This week, a court heard that a man who had arrived in the country on Tuesday, and who had no passport or identifying documents, attacked a woman in a “random” face-slashing incident the very next day.
The woman noticed the man in her front garden and asked if he was okay. He responded by lunging at her and slashing her face and hand.
Garda Siobhan Frisbee told the court that the incident left the woman “waking up having nightmares” and that she had suffered “serious facial injuries in the course of a serious unprovoked random attack”.
In court, the man claimed to be French-Tunisian (we don’t know if that’s true); that his name was Sami Skhiri (we don’t know if that’s true); that he is 34 years old and a a software engineer (we don’t know if that’s true) – and that he was Jesus (we know that’s not true).
What we also know is that he came to this country, that he has no passport or way to identify him, and that now he is accused of “robbery and assault causing harm, trespassing, possessing a blade as a weapon, and failing to provide identity documents in connection”.
Gardaí told the court that it took hours to get a name due to the accused being uncooperative. Garda Frisbee said she could not say “if he is the person he says he is”.
But he is not alone. Thousands of people – at least 5,000 in 2022, for example – come to this country having destroyed or ‘lost’ their passports or with false documentation, and the consequences for ordinary Irish people is now being played out in cases like this one.
Like many other Irish people you may have noticed that if you dare to question the sheer scale of the number of people coming to this country without passports you’ll be called ‘far-right’.
If you note that the majority of people arriving in Ireland supposedly claiming asylum are single males, you’ll likely be accused of spreading ‘disinformation’.
And if you wonder aloud as to why so many thousands of people in the asylum centres here are not from war-torn countries at all but instead arriving from Georgia, or Algeria or Nigeria, you might be shunned in polite society while the NGO types on Twitter try to have you cancelled.
Some such NGOs – flush with cash either from long-suffering, browbeaten Irish taxpayers who are told at every turn that we are awful, miserable racists, or from foreign billionaires – have an open door to Irish media studios to rail against anyone questioning the establishment.
Aoife Gallagher from the Institute for Strategic Dialogue, for example, is always on hand to tell media outlets such as Breaking News, about the supposedly sinister use of the word ‘unvetted’.
Then there’s the ever-reliable Paul Murphy TD who has attacked working-class people who say they are protesting about “unvetted men of military age”.
Of course, what the people who are being demonised actually mean is that they are understandably nervous and sometimes fearful when large numbers of people without passports are placed into their communities without consultation – and, it goes without saying, without any significant support for areas already struggling with deprivation and all the issues that brings.

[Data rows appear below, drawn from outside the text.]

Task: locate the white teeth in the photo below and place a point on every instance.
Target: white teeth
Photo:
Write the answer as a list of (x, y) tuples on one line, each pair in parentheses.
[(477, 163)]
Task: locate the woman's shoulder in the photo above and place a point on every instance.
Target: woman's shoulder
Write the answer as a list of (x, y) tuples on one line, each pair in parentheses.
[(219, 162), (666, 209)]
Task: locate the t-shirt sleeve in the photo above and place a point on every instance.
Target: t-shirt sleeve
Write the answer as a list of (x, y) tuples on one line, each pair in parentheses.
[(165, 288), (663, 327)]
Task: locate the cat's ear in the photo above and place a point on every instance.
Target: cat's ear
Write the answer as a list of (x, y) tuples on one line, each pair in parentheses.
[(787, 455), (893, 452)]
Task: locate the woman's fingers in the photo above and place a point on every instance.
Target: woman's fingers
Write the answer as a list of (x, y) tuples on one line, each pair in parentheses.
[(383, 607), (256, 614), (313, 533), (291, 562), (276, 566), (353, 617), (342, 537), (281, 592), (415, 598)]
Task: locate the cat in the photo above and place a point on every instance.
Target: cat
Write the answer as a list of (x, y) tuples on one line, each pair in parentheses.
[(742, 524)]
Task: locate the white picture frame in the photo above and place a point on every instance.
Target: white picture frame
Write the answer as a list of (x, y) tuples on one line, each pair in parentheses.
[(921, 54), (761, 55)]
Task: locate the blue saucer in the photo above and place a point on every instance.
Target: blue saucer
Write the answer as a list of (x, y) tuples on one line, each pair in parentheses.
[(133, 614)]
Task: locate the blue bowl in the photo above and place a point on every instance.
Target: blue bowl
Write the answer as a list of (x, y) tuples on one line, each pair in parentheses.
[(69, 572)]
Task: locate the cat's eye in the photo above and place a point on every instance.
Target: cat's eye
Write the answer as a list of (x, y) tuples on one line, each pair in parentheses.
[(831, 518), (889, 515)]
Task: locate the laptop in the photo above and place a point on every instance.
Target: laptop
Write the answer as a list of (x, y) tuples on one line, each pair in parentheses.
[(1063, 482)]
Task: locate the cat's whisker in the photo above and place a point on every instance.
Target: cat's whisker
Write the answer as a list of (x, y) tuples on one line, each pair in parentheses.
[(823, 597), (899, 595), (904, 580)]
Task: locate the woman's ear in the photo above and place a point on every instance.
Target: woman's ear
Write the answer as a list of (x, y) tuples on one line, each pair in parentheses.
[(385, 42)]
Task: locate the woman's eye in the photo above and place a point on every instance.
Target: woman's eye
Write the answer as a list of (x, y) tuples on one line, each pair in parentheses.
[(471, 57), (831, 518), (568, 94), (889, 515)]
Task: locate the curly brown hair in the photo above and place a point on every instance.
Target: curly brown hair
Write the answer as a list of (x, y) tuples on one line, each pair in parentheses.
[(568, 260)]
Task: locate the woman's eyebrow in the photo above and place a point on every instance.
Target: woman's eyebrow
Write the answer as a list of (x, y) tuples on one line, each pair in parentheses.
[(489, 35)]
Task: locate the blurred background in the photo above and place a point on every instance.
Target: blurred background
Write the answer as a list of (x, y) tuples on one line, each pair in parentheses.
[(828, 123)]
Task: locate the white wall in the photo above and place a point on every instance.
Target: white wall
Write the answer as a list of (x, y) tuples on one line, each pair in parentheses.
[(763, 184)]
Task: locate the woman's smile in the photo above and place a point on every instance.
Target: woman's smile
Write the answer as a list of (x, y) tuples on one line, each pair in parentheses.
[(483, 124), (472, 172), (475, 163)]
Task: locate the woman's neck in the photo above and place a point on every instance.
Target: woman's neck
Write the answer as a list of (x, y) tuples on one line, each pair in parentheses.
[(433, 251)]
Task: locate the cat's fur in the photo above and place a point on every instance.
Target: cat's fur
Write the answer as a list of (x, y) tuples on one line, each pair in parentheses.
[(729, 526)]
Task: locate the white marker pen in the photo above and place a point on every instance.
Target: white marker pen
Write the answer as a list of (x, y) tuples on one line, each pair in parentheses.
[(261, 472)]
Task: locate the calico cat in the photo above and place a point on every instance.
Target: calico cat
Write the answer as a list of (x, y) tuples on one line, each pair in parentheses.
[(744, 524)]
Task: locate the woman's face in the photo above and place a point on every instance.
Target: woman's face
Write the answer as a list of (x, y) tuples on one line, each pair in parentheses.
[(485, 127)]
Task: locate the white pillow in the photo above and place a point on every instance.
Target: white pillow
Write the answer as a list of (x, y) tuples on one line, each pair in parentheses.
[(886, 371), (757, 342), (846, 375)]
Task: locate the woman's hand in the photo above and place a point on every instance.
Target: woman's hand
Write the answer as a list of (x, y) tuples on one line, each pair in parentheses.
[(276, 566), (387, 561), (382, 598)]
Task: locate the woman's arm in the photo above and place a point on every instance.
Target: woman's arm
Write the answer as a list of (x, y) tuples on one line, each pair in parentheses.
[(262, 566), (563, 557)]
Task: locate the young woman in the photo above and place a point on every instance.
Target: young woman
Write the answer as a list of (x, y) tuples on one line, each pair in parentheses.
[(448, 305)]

But the increasing frequency of cases before the courts indicates their concerns are grounded, and that this government seems to place the safety of its own people a long way behind its desire to virtue-signal to the world that we are the best little country on the planet for being a soft touch for people with bad intentions.
In February, a man was arrested and charged with the sexual assault of a juvenile, but no-one seemed sure if he was from Moldova or Romania.
As reported on Gript:
[L]ocal people including members of the victim’s own family, left their homes and apprehended the person, and held him for the Gardai, who subsequently arrested him.

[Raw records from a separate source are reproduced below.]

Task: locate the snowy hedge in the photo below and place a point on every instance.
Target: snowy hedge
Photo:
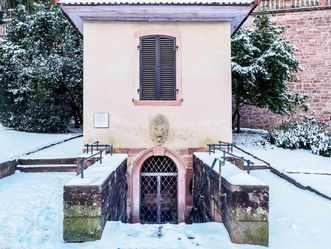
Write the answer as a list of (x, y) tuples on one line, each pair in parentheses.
[(41, 71), (308, 134)]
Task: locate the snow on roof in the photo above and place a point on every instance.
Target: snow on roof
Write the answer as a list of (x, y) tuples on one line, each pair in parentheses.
[(230, 172), (151, 2)]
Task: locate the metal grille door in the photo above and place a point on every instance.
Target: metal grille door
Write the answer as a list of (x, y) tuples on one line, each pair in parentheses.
[(158, 186)]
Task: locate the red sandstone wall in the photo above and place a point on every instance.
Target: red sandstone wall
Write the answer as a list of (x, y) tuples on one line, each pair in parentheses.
[(2, 30), (310, 31)]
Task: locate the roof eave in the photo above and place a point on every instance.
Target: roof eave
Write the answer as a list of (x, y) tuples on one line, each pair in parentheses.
[(236, 14)]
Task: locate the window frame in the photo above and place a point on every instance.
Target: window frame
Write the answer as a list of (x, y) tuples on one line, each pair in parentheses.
[(157, 67), (136, 100)]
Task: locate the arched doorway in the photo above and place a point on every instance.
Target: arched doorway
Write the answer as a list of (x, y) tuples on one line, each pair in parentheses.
[(135, 188), (158, 190)]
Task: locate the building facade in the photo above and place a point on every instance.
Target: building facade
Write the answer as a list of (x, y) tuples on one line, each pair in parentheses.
[(157, 85)]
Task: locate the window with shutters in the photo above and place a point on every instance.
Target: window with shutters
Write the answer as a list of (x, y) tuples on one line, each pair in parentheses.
[(157, 67)]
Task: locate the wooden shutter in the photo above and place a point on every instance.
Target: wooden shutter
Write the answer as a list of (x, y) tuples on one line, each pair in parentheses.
[(167, 68), (158, 68), (148, 68)]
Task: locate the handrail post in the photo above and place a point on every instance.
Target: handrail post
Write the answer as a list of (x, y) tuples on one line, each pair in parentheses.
[(248, 166), (81, 168)]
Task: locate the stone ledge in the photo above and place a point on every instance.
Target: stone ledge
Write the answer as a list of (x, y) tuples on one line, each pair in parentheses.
[(90, 202), (244, 209)]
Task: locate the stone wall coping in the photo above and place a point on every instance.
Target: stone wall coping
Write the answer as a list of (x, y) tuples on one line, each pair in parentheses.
[(98, 173), (230, 172)]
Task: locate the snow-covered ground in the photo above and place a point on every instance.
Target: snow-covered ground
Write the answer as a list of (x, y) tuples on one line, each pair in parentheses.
[(286, 160), (31, 217), (31, 206), (14, 144)]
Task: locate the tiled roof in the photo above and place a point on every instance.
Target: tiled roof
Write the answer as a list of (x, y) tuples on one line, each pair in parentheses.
[(155, 2)]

He has been named as Anatol Botnari, and he has been charged with sexual assault of a juvenile.
The court heard he is aged 23, and is Moldovan. However, he does not hold a passport from Moldova, which is not an EU member state, but from Romania. Or at least that is what he claims because no passport appears to be have been presented in court.
Detective Garda Conor Garland cited this as one of the reasons why he was objecting to bail as he was unsure as to Botnari’s actual identity, and that the Gardaí were waiting to hear back from Interpol.
While Ministers are bleating about Ireland being obliged to take unlimited numbers of refugees, the reality is that the system is radically out of control and has become a danger to Irish citizens who are supposed to be a priority in their own country.
In the meantime, Gardai are being accused of “racial profiling” if they carry out immigration checks.
Immigration checks is just another way of racial profiling. It feeds into the far right lies that people who are different are here illegally and here to do harm. We are all entitled to a safe place to walk, work and be ourselves. https://t.co/pDDVITDqnR
— Hazel Chu (@hazechu) September 2, 2023
It is a fact that we have allowed huge numbers of people into this country without passports, and we simply don’t know who these people are. How many more women will have their faces slashed before the government takes this issue seriously?